Вообще-то, да. А ты как додумался?

Я сказал

Ты очистился от греха, ты к Иисусу пришел?

Дочиста ли ты омыт кровию Агнца?

Веришь ли ты, что Он милосерден, если ты веру обрел?

Дочиста ли ты омыт кровию Агнца?

Кровию ты омыт,

Дочиста ли ты омыт кровию Агнца?

В чистых ли ты одеждах? Убелил ли ты их?

Дочиста ли ты омыт кровию Агнца?

Он сказал

Я не знал слова, но да.

Я сказал

Это не всё. Там еще два куплета. Дальше так:

Каждый ли день ты со Спасителем об руку ходишь?

Дочиста ли ты омыт кровию Агнца?

Каждый ли миг свой подарить распятому хочешь?

Дочиста ли ты омыт кровию Агнца?

Так отложи одежды, замаранные грехом,

И омойся дочиста кровию Агнца

Если душа грязна, омойся в источнике сем,

О, омойся дочиста кровию Агнца![129]

Кровию ты омыт, Дочиста ли ты омыт кровью Агнца — это припев.

Он сказал

Как ни странно, раньше никто и не думал спрашивать. Странно, да? Ты бы видел его лицо, когда я попросил.

Он сказал

Такое устроить — работенка не дай боже. Они мелкие твари, в них немного — где-то пара пинт, их штук 50 понадобилось.

Он сказал

Я хотел посмотреть, как знание о средстве повлияет на смысл. Потом решил, что это банально. Ну, думаю, и черт с ним, Рембрандт начал жену Лота, а потом превратил ее в «Вирсавию и старцев», я взял и передумал, делов-то.

Я сказал

Сусанну.

Он сказал

Что?

Я сказал

«Сусанна и старцы». Вирсавия — это жена Урии Хеттеянина, которого царь Давид послал на войну, чтобы крутить роман с его женой.

Он сказал

Да не важно. Главное, я тогда подумал, что это чересчур. Ну то есть мне правда на религию положить с прибором. Мне цвет был важен. Мне важен был тот медведь, честно. Я бы прикончил этого идиота, который его убил. Если по правде, мне бы вряд ли понравилось, чтоб меня задрали, но если идиот хотел услужить, пристрелил бы меня и оставил медведю. Все больше пользы. Медведю сытный обед, а я бы остался. Там все такое белое. Белый летает, замерзает, под кожу пробирается.

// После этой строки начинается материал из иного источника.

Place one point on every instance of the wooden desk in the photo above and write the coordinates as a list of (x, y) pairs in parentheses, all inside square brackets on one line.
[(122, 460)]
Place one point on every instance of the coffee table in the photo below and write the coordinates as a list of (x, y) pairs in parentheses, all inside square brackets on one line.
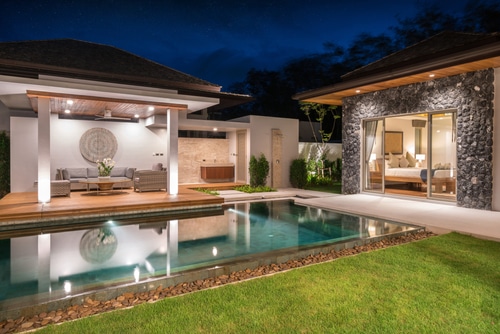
[(104, 186)]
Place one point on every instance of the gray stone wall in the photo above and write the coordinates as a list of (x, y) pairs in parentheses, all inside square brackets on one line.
[(471, 94)]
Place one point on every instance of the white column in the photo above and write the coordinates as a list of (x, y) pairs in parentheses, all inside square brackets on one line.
[(172, 243), (44, 263), (173, 151), (43, 150)]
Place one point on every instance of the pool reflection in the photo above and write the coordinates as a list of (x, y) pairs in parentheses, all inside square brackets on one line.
[(54, 265)]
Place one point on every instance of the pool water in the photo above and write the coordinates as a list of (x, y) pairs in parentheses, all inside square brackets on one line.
[(38, 267)]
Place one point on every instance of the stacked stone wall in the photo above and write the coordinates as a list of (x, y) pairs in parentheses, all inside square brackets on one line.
[(471, 94)]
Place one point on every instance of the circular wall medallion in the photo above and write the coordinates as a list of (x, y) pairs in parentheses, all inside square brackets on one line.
[(98, 245), (97, 144)]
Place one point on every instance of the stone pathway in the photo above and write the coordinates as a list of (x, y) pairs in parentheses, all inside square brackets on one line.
[(127, 300)]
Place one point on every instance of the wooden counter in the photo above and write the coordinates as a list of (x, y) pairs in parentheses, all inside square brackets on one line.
[(217, 172)]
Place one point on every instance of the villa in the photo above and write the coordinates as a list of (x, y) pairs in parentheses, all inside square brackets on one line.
[(424, 122), (68, 103)]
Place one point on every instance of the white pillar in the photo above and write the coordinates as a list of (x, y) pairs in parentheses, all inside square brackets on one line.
[(44, 263), (43, 150), (173, 152)]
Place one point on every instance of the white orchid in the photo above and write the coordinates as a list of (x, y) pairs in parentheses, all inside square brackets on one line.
[(105, 166)]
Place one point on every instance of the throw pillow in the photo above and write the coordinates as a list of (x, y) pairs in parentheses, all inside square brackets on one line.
[(412, 162), (393, 161), (403, 163)]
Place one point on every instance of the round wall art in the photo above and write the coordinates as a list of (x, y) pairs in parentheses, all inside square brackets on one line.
[(98, 245), (97, 144)]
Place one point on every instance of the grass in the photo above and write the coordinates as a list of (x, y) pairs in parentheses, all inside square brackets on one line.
[(445, 284)]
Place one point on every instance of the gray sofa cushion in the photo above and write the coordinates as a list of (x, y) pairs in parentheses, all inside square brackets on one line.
[(118, 172), (92, 172), (130, 173), (75, 173)]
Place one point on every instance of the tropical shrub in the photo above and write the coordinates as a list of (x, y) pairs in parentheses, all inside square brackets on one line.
[(298, 173), (4, 164), (259, 170)]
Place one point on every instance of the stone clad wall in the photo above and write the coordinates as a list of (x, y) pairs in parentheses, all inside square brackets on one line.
[(471, 94)]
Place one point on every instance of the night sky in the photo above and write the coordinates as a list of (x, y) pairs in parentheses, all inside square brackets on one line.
[(218, 41)]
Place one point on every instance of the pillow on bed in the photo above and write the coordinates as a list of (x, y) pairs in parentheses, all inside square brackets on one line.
[(393, 161), (411, 160), (403, 163)]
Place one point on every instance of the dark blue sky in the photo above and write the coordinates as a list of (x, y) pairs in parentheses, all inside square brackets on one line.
[(218, 41)]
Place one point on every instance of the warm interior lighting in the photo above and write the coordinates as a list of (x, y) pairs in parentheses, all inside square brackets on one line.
[(137, 274), (420, 158)]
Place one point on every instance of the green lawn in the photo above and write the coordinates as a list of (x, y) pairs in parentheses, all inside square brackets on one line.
[(446, 284)]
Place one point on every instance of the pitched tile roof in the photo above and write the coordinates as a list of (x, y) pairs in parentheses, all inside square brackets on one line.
[(87, 60)]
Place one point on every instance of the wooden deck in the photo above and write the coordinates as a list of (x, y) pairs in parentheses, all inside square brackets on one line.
[(19, 208)]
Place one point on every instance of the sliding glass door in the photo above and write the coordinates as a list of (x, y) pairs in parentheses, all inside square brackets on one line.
[(373, 155), (442, 150), (411, 155)]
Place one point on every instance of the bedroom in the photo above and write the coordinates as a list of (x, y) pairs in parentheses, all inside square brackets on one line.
[(412, 155)]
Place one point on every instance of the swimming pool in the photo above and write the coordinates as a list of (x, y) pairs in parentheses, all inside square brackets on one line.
[(46, 265)]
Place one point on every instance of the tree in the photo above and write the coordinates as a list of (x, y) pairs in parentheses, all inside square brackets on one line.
[(481, 16), (259, 170), (320, 112)]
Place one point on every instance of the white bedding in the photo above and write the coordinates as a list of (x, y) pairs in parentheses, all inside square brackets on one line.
[(415, 172)]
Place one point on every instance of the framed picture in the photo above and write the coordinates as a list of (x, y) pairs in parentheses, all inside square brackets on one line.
[(393, 142)]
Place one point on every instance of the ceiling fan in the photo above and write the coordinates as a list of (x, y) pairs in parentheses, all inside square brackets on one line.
[(108, 115)]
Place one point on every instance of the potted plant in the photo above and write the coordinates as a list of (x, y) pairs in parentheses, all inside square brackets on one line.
[(105, 167)]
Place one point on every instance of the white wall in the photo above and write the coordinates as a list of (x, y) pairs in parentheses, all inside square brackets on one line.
[(136, 145), (261, 141), (23, 154), (4, 118), (495, 205)]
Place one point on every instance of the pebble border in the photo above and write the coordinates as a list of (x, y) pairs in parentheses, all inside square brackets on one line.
[(129, 299)]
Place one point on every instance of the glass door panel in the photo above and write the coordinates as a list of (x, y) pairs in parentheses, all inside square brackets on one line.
[(441, 167), (373, 156)]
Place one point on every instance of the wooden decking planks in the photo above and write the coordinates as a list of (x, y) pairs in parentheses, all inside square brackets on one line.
[(19, 207)]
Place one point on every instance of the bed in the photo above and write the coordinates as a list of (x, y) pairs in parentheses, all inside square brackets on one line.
[(415, 177)]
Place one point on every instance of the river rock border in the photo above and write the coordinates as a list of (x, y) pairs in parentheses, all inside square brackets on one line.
[(127, 297)]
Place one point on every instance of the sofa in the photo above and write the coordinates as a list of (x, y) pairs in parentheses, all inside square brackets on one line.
[(74, 175), (150, 180)]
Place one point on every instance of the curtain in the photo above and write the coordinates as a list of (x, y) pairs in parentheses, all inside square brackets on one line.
[(370, 135)]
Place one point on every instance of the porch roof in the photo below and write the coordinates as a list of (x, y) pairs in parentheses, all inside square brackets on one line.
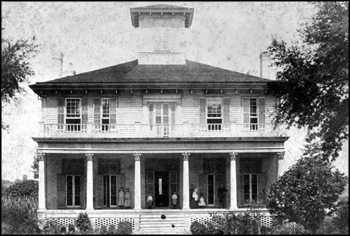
[(133, 75), (161, 145)]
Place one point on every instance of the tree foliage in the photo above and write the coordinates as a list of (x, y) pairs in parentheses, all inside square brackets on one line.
[(306, 193), (15, 66), (313, 79)]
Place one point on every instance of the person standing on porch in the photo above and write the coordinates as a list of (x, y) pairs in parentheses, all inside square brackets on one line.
[(222, 195), (174, 200), (121, 198), (149, 201), (127, 198), (195, 198)]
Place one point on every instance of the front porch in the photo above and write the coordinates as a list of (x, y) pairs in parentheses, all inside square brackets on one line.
[(85, 176), (167, 225)]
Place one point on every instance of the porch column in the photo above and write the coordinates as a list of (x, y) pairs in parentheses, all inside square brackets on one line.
[(280, 157), (186, 177), (137, 190), (233, 182), (89, 183), (41, 203)]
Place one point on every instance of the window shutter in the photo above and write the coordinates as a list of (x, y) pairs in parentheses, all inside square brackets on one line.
[(203, 187), (262, 111), (173, 109), (82, 191), (97, 115), (84, 114), (150, 108), (246, 110), (262, 187), (61, 191), (202, 105), (240, 190), (99, 191), (219, 179), (226, 111), (113, 111), (60, 112)]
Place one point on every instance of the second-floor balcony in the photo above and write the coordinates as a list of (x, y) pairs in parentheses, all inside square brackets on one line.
[(184, 130)]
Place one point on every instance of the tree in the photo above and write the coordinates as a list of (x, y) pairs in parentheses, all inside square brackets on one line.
[(313, 79), (306, 193), (15, 67), (28, 188)]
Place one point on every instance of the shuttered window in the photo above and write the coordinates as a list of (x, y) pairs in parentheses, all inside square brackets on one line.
[(73, 114), (105, 113), (252, 182), (162, 117), (253, 113)]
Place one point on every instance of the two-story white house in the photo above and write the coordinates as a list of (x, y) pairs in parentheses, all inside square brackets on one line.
[(156, 125)]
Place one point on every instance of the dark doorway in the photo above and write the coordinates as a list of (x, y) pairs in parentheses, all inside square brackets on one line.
[(161, 188)]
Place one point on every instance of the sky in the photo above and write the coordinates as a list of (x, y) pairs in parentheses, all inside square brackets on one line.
[(94, 35)]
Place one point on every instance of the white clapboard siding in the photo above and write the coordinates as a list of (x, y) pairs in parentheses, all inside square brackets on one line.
[(235, 110), (270, 103), (190, 109), (91, 110), (51, 110), (129, 109)]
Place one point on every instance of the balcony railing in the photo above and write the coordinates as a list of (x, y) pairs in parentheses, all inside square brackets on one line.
[(138, 130)]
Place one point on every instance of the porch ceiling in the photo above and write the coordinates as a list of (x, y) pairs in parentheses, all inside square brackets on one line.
[(160, 145)]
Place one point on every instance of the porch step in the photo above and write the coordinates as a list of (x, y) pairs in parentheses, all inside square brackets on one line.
[(152, 223)]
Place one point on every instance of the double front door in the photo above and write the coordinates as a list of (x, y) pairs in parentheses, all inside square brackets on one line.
[(162, 185)]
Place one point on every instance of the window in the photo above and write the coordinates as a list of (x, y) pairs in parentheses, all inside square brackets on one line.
[(250, 173), (162, 118), (105, 113), (73, 190), (253, 113), (110, 190), (214, 113), (73, 114)]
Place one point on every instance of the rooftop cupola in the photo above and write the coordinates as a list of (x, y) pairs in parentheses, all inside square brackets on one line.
[(162, 33)]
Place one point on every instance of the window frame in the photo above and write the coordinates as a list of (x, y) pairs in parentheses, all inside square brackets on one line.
[(250, 173), (74, 195), (214, 126), (103, 125), (66, 118), (256, 114)]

Он опустил отвертку и вытащил сигаретную пачку.

Он сказал

Куришь?

Я сказал

Нет.

Он закурил и сказал

Воспитание у меня так себе, но всему есть предел. Человек два дня за мной тащился, жизнь мне спас, и меня, конечно, будем честны, слегка потряхивало, я собирался замерзнуть до смерти, как-то я не смог настоять и там остаться. И я уехал из этой белизны, а когда вернулся в Англию, в голове все путалось. Я понимал, что надо переходить к красному, но в голове путалось, и мысли запутались в клише, и я их не распутал, и в таком вот рехнутом состоянии поехал на скотобойню, обо всем договорился, и скотобойня дала мне кровь 50 ягнят.